Perjanjian kerja sama tersebut dengan sendirinya ”merevisi” perjanjian kerja sama antara UI dan Unipa yang terjalin tahun 2014 semasa urusan perguruan tinggi masih dibawahkan Ditjen Dikti Kementerian Pendidikan dan Kebudayaan.
Ketika FK Unipa dirintis tiga tahun lalu, pembiayaan ”dinyatakan” ditopang oleh Pemkab Sorong. Kali ini, 12 kabupaten dan satu kota di Provinsi Papua Barat ikut berpartisipasi. Bahkan, Pemprov Papua Barat pun ikut menyokong.

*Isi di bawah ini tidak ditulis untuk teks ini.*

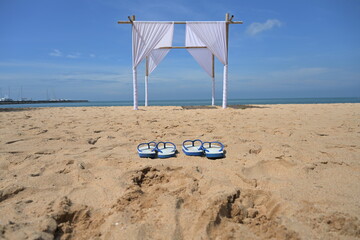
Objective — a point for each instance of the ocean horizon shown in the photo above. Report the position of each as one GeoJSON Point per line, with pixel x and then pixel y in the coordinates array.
{"type": "Point", "coordinates": [197, 102]}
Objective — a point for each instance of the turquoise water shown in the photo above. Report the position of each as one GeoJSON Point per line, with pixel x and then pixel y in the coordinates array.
{"type": "Point", "coordinates": [192, 102]}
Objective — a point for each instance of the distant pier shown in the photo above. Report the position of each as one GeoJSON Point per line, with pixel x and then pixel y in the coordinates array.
{"type": "Point", "coordinates": [41, 101]}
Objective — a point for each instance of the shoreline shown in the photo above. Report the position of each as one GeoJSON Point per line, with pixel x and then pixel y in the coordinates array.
{"type": "Point", "coordinates": [291, 171]}
{"type": "Point", "coordinates": [193, 102]}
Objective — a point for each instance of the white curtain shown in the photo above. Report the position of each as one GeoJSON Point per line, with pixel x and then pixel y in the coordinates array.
{"type": "Point", "coordinates": [157, 55]}
{"type": "Point", "coordinates": [213, 36]}
{"type": "Point", "coordinates": [145, 37]}
{"type": "Point", "coordinates": [202, 55]}
{"type": "Point", "coordinates": [209, 34]}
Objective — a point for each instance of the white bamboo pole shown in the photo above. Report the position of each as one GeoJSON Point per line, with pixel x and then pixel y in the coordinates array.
{"type": "Point", "coordinates": [225, 77]}
{"type": "Point", "coordinates": [135, 88]}
{"type": "Point", "coordinates": [146, 80]}
{"type": "Point", "coordinates": [213, 81]}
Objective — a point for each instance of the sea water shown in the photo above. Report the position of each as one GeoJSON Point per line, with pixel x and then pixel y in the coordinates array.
{"type": "Point", "coordinates": [191, 102]}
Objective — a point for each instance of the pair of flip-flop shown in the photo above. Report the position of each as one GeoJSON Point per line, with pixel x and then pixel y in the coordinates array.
{"type": "Point", "coordinates": [153, 149]}
{"type": "Point", "coordinates": [198, 148]}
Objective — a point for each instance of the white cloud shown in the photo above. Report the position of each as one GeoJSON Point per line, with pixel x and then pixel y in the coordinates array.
{"type": "Point", "coordinates": [74, 55]}
{"type": "Point", "coordinates": [56, 53]}
{"type": "Point", "coordinates": [256, 28]}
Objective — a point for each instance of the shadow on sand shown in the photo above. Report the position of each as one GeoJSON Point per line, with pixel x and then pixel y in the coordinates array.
{"type": "Point", "coordinates": [16, 109]}
{"type": "Point", "coordinates": [216, 107]}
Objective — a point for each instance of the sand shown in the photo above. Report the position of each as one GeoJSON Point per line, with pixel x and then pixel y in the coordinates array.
{"type": "Point", "coordinates": [290, 172]}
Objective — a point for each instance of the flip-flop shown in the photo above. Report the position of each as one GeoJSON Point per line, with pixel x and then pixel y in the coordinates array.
{"type": "Point", "coordinates": [166, 151]}
{"type": "Point", "coordinates": [147, 149]}
{"type": "Point", "coordinates": [214, 149]}
{"type": "Point", "coordinates": [190, 149]}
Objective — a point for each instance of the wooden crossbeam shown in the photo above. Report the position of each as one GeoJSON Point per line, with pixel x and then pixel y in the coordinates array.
{"type": "Point", "coordinates": [180, 47]}
{"type": "Point", "coordinates": [228, 20]}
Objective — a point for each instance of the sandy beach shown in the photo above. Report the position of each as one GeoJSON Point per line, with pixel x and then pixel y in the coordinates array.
{"type": "Point", "coordinates": [290, 172]}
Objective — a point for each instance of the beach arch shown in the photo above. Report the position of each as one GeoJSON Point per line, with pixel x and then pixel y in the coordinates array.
{"type": "Point", "coordinates": [205, 40]}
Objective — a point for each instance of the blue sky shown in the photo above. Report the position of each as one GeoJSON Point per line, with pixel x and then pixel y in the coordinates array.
{"type": "Point", "coordinates": [75, 49]}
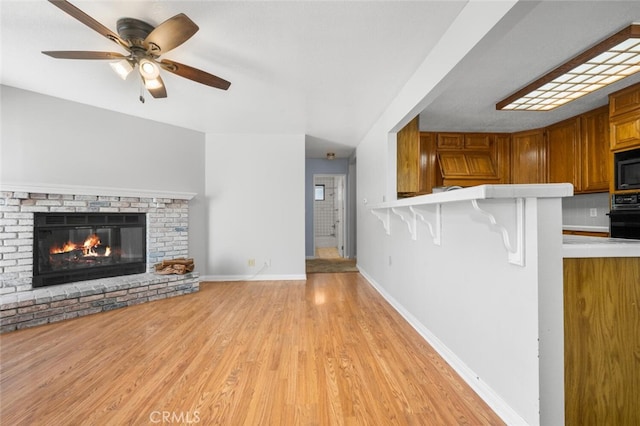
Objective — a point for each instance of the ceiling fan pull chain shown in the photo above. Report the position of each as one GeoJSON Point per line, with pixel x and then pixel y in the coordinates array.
{"type": "Point", "coordinates": [141, 91]}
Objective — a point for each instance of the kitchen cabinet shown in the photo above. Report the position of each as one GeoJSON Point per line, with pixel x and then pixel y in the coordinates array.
{"type": "Point", "coordinates": [409, 158]}
{"type": "Point", "coordinates": [528, 157]}
{"type": "Point", "coordinates": [468, 159]}
{"type": "Point", "coordinates": [601, 341]}
{"type": "Point", "coordinates": [473, 141]}
{"type": "Point", "coordinates": [596, 158]}
{"type": "Point", "coordinates": [578, 151]}
{"type": "Point", "coordinates": [563, 151]}
{"type": "Point", "coordinates": [624, 116]}
{"type": "Point", "coordinates": [416, 161]}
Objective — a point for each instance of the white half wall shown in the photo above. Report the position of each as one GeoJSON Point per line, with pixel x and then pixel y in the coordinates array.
{"type": "Point", "coordinates": [51, 141]}
{"type": "Point", "coordinates": [485, 315]}
{"type": "Point", "coordinates": [255, 207]}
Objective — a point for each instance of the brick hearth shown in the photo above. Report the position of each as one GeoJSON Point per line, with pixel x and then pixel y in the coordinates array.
{"type": "Point", "coordinates": [23, 306]}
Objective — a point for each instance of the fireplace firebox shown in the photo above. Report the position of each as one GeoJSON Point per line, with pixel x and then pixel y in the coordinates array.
{"type": "Point", "coordinates": [70, 247]}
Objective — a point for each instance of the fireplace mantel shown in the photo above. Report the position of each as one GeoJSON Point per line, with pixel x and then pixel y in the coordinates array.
{"type": "Point", "coordinates": [49, 188]}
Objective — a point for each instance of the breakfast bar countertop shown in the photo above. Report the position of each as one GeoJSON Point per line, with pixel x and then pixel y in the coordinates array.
{"type": "Point", "coordinates": [581, 246]}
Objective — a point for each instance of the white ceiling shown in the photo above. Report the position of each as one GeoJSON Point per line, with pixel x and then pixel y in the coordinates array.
{"type": "Point", "coordinates": [327, 69]}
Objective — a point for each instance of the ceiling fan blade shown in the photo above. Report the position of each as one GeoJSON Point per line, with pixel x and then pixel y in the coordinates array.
{"type": "Point", "coordinates": [155, 87]}
{"type": "Point", "coordinates": [89, 21]}
{"type": "Point", "coordinates": [80, 54]}
{"type": "Point", "coordinates": [194, 74]}
{"type": "Point", "coordinates": [170, 34]}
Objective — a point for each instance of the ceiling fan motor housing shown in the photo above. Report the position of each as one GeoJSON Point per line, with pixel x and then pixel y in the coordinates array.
{"type": "Point", "coordinates": [134, 30]}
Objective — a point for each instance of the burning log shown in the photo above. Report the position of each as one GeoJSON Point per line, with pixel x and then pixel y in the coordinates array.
{"type": "Point", "coordinates": [175, 266]}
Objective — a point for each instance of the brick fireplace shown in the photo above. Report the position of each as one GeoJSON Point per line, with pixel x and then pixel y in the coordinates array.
{"type": "Point", "coordinates": [167, 237]}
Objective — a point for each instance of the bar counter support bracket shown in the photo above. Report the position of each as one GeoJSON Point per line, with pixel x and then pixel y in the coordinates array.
{"type": "Point", "coordinates": [409, 220]}
{"type": "Point", "coordinates": [385, 217]}
{"type": "Point", "coordinates": [515, 251]}
{"type": "Point", "coordinates": [435, 229]}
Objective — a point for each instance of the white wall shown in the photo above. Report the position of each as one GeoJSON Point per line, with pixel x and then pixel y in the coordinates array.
{"type": "Point", "coordinates": [255, 206]}
{"type": "Point", "coordinates": [488, 322]}
{"type": "Point", "coordinates": [46, 140]}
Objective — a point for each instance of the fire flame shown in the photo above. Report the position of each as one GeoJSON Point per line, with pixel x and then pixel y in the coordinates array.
{"type": "Point", "coordinates": [88, 247]}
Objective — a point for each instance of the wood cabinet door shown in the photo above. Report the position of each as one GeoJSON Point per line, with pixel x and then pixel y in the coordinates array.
{"type": "Point", "coordinates": [597, 161]}
{"type": "Point", "coordinates": [430, 175]}
{"type": "Point", "coordinates": [563, 153]}
{"type": "Point", "coordinates": [450, 140]}
{"type": "Point", "coordinates": [625, 131]}
{"type": "Point", "coordinates": [528, 162]}
{"type": "Point", "coordinates": [624, 101]}
{"type": "Point", "coordinates": [453, 164]}
{"type": "Point", "coordinates": [408, 158]}
{"type": "Point", "coordinates": [503, 157]}
{"type": "Point", "coordinates": [601, 338]}
{"type": "Point", "coordinates": [478, 141]}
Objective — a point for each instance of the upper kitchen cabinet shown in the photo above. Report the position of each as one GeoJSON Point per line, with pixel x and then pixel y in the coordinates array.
{"type": "Point", "coordinates": [528, 159]}
{"type": "Point", "coordinates": [563, 151]}
{"type": "Point", "coordinates": [596, 159]}
{"type": "Point", "coordinates": [416, 161]}
{"type": "Point", "coordinates": [624, 117]}
{"type": "Point", "coordinates": [578, 151]}
{"type": "Point", "coordinates": [468, 159]}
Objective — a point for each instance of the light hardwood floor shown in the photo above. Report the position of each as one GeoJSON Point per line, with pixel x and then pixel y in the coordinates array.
{"type": "Point", "coordinates": [322, 352]}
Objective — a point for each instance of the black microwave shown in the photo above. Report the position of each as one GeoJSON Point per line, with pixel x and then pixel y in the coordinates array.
{"type": "Point", "coordinates": [627, 169]}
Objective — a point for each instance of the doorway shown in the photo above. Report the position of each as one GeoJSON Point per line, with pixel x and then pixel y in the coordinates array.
{"type": "Point", "coordinates": [329, 208]}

Gubernur Papua Barat Dominggus Mandacan menjamin dana otonomi khusus akan teralokasi sebesar itu untuk membiayai kegiatan pada pendidikan kedokteran di Unipa. ”Sebelum dibagi ke kabupaten/kota, terlebih dahulu kami langsung sisihkan dana sesuai komitmen bersama,” ujarnya.

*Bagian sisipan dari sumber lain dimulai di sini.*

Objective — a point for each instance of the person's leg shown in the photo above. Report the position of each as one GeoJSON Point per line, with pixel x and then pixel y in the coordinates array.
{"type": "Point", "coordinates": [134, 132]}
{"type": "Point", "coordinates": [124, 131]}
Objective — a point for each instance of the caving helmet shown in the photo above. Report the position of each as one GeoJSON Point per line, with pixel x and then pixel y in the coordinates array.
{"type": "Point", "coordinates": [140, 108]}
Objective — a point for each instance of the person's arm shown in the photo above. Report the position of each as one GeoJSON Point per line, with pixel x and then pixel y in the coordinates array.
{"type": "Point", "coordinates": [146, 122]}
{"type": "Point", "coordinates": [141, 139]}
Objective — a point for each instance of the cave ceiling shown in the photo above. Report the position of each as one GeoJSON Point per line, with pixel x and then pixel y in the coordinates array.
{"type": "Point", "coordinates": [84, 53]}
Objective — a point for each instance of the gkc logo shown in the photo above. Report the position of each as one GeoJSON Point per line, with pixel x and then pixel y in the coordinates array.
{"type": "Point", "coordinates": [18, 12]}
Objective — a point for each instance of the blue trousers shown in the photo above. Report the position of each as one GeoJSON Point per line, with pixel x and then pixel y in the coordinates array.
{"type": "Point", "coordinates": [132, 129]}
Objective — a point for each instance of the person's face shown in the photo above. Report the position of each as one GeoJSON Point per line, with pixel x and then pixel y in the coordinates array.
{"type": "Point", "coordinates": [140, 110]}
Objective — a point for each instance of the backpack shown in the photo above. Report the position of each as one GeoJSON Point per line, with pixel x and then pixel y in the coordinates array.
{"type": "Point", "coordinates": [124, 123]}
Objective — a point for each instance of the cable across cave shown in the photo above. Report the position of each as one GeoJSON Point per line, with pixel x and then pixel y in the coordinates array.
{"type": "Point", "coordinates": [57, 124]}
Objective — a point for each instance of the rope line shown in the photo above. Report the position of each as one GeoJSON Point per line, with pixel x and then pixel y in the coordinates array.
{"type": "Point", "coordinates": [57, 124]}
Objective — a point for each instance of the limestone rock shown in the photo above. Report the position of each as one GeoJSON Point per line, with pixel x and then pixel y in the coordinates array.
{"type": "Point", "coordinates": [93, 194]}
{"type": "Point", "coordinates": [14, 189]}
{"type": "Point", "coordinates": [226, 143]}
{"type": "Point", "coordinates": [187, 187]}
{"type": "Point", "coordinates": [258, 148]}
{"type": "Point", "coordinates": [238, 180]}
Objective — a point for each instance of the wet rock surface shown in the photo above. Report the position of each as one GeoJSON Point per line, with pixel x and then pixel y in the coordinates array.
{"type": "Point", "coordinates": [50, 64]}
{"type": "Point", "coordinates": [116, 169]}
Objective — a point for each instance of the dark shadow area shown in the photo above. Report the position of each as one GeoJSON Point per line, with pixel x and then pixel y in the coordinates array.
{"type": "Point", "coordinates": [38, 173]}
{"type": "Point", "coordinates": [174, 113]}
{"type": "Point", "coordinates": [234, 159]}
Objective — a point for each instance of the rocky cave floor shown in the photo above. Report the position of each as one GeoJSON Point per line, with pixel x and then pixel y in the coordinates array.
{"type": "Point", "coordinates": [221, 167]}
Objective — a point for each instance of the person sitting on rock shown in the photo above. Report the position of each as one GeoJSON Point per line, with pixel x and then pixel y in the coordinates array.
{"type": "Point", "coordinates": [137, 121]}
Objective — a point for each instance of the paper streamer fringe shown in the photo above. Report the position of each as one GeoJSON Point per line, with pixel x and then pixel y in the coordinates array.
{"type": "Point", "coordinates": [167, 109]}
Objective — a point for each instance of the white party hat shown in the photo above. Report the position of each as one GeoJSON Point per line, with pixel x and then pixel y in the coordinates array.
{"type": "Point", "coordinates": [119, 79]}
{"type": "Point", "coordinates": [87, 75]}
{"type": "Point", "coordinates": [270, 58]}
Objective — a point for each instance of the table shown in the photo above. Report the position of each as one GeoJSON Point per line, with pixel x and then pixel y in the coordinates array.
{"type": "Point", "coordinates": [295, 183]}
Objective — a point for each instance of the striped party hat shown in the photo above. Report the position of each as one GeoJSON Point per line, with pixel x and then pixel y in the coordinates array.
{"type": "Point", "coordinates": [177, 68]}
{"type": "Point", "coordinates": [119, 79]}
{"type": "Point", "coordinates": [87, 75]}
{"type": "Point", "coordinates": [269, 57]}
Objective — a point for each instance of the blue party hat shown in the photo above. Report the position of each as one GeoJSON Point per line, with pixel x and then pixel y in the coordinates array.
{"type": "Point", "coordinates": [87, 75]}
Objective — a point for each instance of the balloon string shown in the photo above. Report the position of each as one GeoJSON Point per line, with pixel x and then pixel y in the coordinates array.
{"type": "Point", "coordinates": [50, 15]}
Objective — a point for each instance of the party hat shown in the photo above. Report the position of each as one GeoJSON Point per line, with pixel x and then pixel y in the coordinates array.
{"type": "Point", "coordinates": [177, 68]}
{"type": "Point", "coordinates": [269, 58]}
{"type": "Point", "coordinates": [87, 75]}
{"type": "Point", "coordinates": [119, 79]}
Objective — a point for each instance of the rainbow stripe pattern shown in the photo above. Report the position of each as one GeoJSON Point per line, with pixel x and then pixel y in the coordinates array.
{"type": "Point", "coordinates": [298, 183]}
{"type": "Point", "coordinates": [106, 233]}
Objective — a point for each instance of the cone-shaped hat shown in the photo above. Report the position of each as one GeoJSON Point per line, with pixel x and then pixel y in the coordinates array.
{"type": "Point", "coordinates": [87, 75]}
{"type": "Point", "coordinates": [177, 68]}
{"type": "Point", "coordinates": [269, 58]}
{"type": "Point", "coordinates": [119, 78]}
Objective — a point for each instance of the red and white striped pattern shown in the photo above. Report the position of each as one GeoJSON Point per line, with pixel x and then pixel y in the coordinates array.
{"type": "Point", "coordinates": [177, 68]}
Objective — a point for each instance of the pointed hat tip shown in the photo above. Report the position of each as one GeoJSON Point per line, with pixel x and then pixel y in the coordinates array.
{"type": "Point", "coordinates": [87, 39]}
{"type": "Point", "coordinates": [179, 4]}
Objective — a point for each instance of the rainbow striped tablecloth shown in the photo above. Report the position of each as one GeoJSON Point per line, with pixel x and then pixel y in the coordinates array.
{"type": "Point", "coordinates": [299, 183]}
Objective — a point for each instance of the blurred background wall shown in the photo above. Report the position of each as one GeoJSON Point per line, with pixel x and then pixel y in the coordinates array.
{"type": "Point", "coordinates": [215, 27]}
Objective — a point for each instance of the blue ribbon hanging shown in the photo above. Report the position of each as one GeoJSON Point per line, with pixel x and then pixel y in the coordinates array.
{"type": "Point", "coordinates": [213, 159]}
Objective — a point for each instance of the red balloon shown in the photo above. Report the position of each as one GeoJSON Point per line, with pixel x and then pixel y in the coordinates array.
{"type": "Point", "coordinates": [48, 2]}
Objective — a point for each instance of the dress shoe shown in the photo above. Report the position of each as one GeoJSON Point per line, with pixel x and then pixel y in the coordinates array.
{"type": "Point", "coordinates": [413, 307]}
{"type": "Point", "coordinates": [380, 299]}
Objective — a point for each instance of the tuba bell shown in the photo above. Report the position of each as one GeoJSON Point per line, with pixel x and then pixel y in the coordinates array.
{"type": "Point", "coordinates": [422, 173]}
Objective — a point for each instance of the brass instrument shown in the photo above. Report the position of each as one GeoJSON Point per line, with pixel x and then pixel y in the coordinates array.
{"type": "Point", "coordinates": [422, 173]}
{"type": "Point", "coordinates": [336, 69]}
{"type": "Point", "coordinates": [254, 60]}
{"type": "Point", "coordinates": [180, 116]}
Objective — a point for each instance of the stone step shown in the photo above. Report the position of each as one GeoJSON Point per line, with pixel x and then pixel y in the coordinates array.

Intan Ahmad menyatakan, pihaknya memediasi para pihak sebagai langkah afirmasi untuk membuka akses pendidikan dokter di Papua. Harapannya, kelak akan tercetak dokter dari putra-putri daerah Papua yang dapat memenuhi kebutuhan tenaga kesehatan di pelosok Papua.
Sebetulnya, program pengampuan itu sempat berjalan sekitar dua tahun, yakni 2014-2016. Memasuki tahun ketiga, kegiatan perkuliahan terhenti lantaran para dosen dari UI tak kunjung datang lagi untuk mengajar di kampus yang berlokasi di Sorong itu. Musababnya, aliran dana dari Pemkab Sorong tersendat.
Menurut Dekan FKUI Ratna Sitompul, sekitar 200 dosen secara bergantian bolak-balik Jakarta-Sorong untuk membawakan kuliah, sekaligus menyiapkan modul-modul pembelajaran. ”Gonta-ganti” tenaga akademik yang dikirim tak terhindarkan karena sebagian dosen itu juga sibuk mengajar di UI dan juga sedang menempuh pendidikan di beberapa universitas.
”Setelah pembiayaan tersendat, mereka akhirnya tak datang lagi ke Sorong,” ucap Ratna.
Keterangan senada dikemukakan Dekan FK Unipa Kanadi Sumapradja. Menurut dia, para dosen biasanya datang mengajar selama tiga hari di Sorong, kemudian kembali ke Jakarta.
Sejak Oktober 2016, kegiatan perkuliahan bagi 102 mahasiswa FK Unipa terhenti. Namun, menurut Kanadi, selama masa vakum tersebut, tetap ada upaya para dosen untuk mengajar secara daring (online).
Jacob Manusawai menyatakan, perkuliahan dibuka kembali pertengahan Agustus mendatang. Namun, untuk tahun 2017, tidak ada penerimaan mahasiswa baru. Penerimaan mahasiswa baru dibuka kembali tahun 2018.
Jadi pembelajaran
Ikatan Senat Mahasiswa Kedokteran Indonesia (ISMKI) menyambut baik komitmen para pihak yang tertuang dalam perjanjian kerja sama tersebut. Sekretaris Jenderal ISMKI Yoga Mirza Pratama berharap, kegiatan akademik mahasiswa FK Unipa yang sudah 10 bulan telantar segera berjalan aktif kembali.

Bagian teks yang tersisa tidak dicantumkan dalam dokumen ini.